Fatos sobre André Breton


O escritor francês André Breton (1896-1966) foi o líder do movimento surrealista, que foi a força mais importante da poesia francesa nos anos 1920 e 1930.<

André Breton nasceu em Tinchebray e estava estudando para se tornar médico quando foi alistado em 1915. O período da Primeira Guerra Mundial foi extremamente importante para que Breton pudesse orientar sua carreira. Já interessado em poesia, ele conheceu os escritores Louis Aragon e Philip Soupault no exército. Também influenciado por seus encontros com os poetas Guillaume Apollinaire e Paul Valéry e o niilista Jacques Vaché, Breton estava interessado na importância da reforma e da revolta na literatura e na sociedade. Enquanto esteve no exército, Breton foi designado para trabalhar em enfermarias psiquiátricas. Os pacientes que ele observou e o estudo que fez da neurologia e da psicologia foram, como seus encontros pessoais, de grande importância para a formação de suas teorias literárias e sociais.

Em 1918, junto com Aragon e Soupault, Breton publicou o primeiro número da revista Littérature. E em 1919 o primeiro livro de poesia bretã, Mont-de-piété (Pawn Shop) apareceu. Breton ficou cada vez mais interessado

em sonhos e automatismo psíquico. Em 1924 ele organizou um grupo dedicado ao surrealismo e publicou seu Manifeste du surréalisme. Em 1930 e 1934 ele escreveu mais dois cartazes explicando os princípios do surrealismo. Desde o início, o surrealismo foi concebido como um movimento que transcendeu as preocupações puramente literárias ou estéticas, e foi cada vez mais orientado para a participação social. Em 1926 Bretão aderiu ao Partido Comunista, mas se retirou em 1935 devido à incompatibilidade entre a liberdade pessoal total que o surrealismo defendia e a submissão individual que o marxismo exigia.
Nadja, um relato de sua relação com uma mulher e suas explorações da “magia diária” de Paris, e L’Imaculate Conception (A Imaculada Conceição), no qual Breton e o poeta Paul Éluard simulam várias formas de desequilíbrio mental. Durante o resto da década de 1930, a principal publicação bretã foi L’Amour fou (The Mad Love), uma obra ilustrando a importância do amor, um dos artigos fundamentais da fé surrealista. Em 1939 estava claro que o apogeu do surrealismo havia terminado. Breton tinha sido sua vida e alma, mas a história do movimento tinha sido marcada por repúdio e denúncia barulhenta. Após romper com seus antigos camaradas e com o Partido Comunista, Breton visitou o México. Ele fez de Nova York sua sede durante a Segunda Guerra Mundial. Quando retornou a Paris, o existencialismo havia substituído o surrealismo, mas Breton tentou manter vivo o surrealismo. Ele organizou exposições, promoveu revisões e publicou artigos e textos até sua morte em 1966. O trabalho teórico de Breton continua a ter um

de grande impacto, e seu trabalho criativo, mesmo se ainda não totalmente apreciado, mostra raras qualidades poéticas.
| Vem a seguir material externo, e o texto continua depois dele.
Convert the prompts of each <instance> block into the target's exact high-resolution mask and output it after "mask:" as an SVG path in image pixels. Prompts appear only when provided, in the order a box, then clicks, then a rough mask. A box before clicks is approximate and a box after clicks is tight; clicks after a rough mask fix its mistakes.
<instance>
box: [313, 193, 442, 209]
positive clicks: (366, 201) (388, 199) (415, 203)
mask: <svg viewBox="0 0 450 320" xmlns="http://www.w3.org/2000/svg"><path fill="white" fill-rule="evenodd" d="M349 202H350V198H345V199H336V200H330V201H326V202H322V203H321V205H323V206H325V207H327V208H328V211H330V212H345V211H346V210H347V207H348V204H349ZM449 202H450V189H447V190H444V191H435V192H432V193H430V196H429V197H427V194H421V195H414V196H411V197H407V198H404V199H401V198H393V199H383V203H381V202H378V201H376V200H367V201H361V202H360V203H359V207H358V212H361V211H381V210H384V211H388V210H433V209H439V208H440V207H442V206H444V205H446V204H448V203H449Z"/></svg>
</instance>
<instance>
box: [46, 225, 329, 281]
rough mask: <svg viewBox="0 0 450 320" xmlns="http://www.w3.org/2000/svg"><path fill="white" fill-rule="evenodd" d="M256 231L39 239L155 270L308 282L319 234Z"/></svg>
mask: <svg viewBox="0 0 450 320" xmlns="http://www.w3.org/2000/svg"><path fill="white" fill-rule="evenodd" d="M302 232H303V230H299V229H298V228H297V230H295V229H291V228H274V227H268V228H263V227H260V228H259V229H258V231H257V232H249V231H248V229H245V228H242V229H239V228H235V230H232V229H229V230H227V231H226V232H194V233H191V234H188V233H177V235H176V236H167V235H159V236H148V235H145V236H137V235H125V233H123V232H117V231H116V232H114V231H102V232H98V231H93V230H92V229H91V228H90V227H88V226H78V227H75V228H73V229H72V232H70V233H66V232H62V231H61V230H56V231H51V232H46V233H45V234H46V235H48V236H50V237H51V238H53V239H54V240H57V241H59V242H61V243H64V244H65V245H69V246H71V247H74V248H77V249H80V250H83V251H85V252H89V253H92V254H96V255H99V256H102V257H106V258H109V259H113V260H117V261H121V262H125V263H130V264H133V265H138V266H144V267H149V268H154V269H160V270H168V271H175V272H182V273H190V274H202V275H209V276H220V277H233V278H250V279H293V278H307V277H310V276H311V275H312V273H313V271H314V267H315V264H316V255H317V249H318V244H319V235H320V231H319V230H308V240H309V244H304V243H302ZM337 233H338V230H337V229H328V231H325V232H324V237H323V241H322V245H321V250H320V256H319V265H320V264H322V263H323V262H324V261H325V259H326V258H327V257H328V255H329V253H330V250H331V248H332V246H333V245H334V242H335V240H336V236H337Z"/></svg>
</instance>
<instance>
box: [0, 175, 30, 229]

Mais informações sobre André Breton

Uma biografia recente e completa de Breton é a de Anna Balakian, André Breton: Wizard of Surrealism (1971). J. H. Matthews, André Breton (1967), na série “Columbia Essays on Modern Writers”, é uma introdução de uma autoridade sobre o surrealismo. Embora mais antigos e não tão completos, outros excelentes estudos em inglês são Georges E. Lemaître, From Cubism to Surrealism in French Literature (1941; rev. ed. 1947), e Anna Balakian, The Literary Origins of Surrealism (1947; rev. ed. 1965) e Surrealism: The Road to the Absolute (1959). Outras obras são Mary Ann Caws, Surrealismo e a imaginação literária: A Study of Breton and Bachelard (1966), e Herbert S. Gershman, The surrealist revolution in France (1969).